Galston asks this important question: What kind of election will 2012 be? The answer, according to Galston, is that this election is shaping up to be a referendum on President Obama and his record and policy accomplishments, and that 2012 will be more like 2004, a “classic mobilization election,” rather than one involving heavy persuasion of swing voters and independents.
This paper consists of six elements:
An examination of polling results and public attitudes toward both candidates and important issues of the day.
- The mood of the country. Galston writes that despite a modest uptick in optimism since the lows of last fall, the 2012 election unfolds against a backdrop of public anxiety and discontent. These worries rest on the sense that the economy has changed fundamentally. Americans have concluded that as we recover, the economy will be very different from what it was before the recession. The changes, they believe, are structural, not cyclical, Galston argues.
The issues. Galston reviews how the economy, fiscal policy, foreign policy and health care reform are impacting public opinion and the national conversation as we move into prime campaign season.
Ideology. The election of 2012 takes place against the backdrop of a political system that is more polarized along partisan and ideological lines than it has been since the 1890s, if standard political science measures are correct.
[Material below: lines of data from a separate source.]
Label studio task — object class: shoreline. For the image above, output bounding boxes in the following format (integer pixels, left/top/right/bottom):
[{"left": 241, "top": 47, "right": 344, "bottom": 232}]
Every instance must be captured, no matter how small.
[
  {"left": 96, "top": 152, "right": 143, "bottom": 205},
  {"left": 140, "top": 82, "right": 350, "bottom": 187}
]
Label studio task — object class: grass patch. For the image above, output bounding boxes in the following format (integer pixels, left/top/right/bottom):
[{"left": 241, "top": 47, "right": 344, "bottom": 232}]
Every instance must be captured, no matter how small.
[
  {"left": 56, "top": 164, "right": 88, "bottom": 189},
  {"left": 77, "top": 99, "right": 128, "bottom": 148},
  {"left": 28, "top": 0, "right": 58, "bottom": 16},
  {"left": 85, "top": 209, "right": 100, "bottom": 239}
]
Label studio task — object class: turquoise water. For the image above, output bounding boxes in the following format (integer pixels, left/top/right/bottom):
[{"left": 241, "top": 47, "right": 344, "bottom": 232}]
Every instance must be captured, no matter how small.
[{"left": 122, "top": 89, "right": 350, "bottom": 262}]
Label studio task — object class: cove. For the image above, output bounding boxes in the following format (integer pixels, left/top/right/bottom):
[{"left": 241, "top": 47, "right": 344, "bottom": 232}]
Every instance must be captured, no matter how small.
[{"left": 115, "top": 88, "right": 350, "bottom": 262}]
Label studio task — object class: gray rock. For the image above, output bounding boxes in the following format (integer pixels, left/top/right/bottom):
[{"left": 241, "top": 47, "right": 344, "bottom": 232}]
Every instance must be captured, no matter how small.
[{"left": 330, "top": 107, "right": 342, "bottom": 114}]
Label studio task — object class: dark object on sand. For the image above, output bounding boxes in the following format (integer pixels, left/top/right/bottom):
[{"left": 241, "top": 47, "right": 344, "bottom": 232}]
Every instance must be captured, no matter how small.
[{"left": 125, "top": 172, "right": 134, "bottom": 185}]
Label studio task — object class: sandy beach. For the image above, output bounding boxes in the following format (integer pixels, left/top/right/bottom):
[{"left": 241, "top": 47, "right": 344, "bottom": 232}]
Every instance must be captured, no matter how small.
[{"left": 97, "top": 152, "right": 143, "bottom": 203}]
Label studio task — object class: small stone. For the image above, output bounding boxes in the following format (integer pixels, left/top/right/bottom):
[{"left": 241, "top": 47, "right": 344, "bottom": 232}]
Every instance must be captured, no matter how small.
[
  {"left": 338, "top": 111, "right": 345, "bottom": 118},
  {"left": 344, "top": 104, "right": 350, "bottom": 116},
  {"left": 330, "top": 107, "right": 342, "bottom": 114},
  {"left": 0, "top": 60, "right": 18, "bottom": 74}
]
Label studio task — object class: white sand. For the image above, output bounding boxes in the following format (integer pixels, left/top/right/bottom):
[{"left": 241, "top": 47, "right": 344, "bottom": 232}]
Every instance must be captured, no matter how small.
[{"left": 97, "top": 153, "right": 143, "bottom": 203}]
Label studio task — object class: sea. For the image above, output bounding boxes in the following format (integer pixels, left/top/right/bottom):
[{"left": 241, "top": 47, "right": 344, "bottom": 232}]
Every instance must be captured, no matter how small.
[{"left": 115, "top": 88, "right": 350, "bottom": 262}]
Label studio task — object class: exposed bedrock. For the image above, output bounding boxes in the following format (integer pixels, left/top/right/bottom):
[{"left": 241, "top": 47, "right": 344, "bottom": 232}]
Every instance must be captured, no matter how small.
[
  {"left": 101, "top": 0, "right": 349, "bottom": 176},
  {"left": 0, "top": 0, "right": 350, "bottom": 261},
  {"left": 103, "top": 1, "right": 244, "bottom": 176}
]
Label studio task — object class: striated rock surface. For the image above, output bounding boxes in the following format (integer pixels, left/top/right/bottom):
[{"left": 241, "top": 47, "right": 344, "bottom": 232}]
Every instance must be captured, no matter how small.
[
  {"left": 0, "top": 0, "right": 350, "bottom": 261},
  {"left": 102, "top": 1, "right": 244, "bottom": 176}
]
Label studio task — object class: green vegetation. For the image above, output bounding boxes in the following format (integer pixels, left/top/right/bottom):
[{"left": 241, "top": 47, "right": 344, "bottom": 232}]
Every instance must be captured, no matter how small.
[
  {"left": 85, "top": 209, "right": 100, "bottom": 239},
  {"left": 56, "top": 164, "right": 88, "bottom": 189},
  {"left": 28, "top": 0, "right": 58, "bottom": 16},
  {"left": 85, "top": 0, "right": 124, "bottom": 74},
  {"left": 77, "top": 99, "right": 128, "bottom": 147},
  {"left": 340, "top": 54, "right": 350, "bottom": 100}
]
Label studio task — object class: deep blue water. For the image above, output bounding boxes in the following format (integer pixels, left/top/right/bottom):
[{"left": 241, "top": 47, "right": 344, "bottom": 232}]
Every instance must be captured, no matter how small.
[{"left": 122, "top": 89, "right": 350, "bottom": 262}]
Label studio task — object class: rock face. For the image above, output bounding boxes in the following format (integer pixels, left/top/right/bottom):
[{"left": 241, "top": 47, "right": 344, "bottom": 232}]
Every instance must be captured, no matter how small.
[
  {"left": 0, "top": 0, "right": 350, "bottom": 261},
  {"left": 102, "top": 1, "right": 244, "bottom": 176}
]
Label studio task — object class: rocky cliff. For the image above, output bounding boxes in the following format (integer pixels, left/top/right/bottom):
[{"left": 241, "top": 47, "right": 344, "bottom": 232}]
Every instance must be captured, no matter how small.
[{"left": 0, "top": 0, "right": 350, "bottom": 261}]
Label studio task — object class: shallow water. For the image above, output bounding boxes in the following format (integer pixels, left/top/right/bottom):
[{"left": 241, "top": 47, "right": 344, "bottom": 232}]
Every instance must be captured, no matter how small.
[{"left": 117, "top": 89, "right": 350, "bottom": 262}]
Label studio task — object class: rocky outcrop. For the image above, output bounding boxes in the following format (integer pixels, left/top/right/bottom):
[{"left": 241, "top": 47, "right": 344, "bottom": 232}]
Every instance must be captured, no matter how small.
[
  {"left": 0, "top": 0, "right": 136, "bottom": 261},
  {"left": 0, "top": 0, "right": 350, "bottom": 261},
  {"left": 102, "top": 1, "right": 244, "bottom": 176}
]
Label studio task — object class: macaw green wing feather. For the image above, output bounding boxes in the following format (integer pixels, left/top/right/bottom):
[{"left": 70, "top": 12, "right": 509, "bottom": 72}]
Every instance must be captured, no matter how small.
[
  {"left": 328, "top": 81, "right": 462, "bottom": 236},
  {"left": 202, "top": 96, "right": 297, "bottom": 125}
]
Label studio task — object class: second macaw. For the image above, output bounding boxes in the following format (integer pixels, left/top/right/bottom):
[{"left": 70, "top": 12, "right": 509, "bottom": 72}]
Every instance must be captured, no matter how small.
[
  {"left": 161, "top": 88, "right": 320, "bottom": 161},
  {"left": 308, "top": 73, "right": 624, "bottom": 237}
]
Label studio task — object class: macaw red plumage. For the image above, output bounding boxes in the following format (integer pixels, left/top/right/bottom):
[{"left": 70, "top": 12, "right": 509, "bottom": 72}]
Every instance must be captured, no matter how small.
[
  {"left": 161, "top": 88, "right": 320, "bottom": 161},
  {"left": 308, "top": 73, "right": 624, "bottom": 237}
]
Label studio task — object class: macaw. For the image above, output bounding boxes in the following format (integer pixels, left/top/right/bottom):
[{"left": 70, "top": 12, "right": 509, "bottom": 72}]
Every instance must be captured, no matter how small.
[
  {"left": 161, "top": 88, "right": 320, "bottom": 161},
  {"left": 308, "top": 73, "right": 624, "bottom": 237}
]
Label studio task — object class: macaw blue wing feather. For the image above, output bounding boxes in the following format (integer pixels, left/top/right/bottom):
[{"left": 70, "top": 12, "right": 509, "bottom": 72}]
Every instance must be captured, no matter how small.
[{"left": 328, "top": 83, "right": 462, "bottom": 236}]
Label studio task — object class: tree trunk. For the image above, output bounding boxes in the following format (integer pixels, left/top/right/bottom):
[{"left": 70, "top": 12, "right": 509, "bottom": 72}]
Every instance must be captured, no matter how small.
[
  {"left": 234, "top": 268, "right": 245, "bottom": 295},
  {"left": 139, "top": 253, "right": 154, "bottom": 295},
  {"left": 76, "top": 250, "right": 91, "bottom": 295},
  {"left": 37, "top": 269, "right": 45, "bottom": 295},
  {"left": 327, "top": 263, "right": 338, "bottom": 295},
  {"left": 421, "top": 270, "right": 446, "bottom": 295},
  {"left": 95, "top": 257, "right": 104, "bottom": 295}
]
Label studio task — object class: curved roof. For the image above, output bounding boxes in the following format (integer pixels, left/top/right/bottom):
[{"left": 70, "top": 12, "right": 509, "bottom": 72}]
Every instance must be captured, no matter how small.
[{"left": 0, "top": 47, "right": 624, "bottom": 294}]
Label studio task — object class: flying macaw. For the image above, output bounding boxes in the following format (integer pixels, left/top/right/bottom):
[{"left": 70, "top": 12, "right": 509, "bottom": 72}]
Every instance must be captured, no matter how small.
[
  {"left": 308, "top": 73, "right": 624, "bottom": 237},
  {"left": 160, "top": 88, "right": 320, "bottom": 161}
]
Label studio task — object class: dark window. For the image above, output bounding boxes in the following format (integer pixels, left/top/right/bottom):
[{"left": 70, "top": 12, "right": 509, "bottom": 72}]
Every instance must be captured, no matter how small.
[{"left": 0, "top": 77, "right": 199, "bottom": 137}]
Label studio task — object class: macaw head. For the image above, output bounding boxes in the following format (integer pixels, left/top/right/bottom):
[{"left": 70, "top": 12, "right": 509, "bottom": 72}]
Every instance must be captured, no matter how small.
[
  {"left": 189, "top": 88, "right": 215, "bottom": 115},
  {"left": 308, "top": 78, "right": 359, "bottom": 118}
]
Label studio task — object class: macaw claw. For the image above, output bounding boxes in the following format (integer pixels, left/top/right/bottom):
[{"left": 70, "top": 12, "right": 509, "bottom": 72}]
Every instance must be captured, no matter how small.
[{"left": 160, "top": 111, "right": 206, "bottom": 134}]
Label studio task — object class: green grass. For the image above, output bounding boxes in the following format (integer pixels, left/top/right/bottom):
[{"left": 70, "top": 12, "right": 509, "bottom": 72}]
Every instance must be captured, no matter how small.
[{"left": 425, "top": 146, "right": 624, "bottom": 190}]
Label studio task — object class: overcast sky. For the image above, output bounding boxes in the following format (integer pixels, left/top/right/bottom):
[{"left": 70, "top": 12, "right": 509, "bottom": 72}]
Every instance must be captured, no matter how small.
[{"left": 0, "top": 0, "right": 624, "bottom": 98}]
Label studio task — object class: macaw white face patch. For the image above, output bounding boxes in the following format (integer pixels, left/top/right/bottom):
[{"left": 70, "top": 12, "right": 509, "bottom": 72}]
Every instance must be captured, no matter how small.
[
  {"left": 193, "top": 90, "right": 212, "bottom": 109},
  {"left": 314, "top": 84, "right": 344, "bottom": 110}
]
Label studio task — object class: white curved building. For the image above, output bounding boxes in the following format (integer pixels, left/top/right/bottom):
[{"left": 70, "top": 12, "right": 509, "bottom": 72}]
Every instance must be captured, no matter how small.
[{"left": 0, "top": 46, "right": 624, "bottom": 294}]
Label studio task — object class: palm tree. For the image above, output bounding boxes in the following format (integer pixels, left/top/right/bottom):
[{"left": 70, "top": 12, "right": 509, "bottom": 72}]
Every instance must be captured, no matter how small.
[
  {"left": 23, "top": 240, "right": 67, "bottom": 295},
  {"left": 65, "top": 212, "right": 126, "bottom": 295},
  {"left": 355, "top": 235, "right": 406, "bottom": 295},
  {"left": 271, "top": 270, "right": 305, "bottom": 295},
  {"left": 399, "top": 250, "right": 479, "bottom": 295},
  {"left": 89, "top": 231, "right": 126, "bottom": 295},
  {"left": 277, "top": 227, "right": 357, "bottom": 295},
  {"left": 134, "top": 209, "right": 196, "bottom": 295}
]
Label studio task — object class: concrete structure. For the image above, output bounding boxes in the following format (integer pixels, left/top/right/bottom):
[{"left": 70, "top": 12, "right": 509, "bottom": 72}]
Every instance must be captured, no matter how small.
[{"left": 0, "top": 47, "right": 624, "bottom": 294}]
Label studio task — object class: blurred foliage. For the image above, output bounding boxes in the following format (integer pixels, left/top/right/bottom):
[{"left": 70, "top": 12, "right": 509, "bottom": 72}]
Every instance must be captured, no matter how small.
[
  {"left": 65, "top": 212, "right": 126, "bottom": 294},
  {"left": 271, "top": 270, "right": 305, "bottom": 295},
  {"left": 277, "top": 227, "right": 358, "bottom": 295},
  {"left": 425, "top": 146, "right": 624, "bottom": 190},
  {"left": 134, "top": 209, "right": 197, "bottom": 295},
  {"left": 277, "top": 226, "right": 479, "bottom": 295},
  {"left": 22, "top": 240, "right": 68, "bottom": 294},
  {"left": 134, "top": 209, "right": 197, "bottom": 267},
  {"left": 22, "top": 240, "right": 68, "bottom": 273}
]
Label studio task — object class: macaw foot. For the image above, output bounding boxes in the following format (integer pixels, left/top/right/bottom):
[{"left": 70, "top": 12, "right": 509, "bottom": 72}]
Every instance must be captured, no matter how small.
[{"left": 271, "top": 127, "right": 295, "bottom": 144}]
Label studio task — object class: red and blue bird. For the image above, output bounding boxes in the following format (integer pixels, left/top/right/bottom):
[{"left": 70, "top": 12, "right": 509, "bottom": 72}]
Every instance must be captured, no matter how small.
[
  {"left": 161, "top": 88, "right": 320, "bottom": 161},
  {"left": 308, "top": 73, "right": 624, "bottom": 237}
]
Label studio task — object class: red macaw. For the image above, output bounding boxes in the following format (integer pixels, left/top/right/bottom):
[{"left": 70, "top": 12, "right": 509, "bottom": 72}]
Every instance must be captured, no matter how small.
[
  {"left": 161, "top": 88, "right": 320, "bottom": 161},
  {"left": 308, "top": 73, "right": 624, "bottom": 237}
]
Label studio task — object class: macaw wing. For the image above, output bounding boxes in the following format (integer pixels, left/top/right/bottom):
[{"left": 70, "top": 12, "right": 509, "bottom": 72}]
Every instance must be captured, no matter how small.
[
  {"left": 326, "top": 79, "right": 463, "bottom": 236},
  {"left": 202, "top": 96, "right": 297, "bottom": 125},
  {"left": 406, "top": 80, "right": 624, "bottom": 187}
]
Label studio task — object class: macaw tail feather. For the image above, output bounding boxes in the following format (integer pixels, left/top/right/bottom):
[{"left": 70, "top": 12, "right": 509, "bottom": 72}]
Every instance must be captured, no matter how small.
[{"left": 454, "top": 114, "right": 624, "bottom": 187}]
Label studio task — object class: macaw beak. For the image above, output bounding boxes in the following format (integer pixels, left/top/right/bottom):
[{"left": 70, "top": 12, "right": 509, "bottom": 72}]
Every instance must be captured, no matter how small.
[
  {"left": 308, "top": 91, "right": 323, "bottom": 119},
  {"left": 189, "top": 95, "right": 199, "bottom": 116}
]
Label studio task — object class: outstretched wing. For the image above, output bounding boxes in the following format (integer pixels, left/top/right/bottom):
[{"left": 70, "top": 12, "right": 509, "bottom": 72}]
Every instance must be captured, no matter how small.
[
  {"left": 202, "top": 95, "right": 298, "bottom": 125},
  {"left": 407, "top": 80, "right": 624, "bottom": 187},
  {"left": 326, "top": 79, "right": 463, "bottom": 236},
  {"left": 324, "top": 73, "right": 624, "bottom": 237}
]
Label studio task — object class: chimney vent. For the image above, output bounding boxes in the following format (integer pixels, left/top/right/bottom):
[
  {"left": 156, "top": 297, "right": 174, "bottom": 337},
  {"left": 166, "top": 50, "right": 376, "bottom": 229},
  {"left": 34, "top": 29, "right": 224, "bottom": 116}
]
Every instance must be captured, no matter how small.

This fact has already reshaped the campaigns of both the president and his challenger, Galston asserts.
What kind of election will 2012 be? Galston argues that 2012 will be a referendum on Obama and not a choice between the two candidates. And mobilization of base voters looks to be both campaigns’ strategy for winning. Galston offers this advice: “The Romney campaign should do everything it can—consistent with retaining the support of their conservative base—to maintain the perceived gap between their candidate and his party. Conversely, the Obama campaign should work to ensure that swing voters come to see Romney and the Republican Party as indistinguishable. If the Obama team can do that by the fall, they will make Romney far less acceptable to a segment of the electorate that each candidate will need to forge a majority.”
The Electoral College. Galston surveys likely Electoral College outcomes and concludes that Romney has the harder task. Galston observes that: “…[t]here’s a reason why Ohio has been so pivotal for the past half-century: it’s the closest thing we have to a microcosm of the country. That’s why the odds against either candidate winning without it are small—in fact, zero for Romney, and well below fifty percent for Obama.”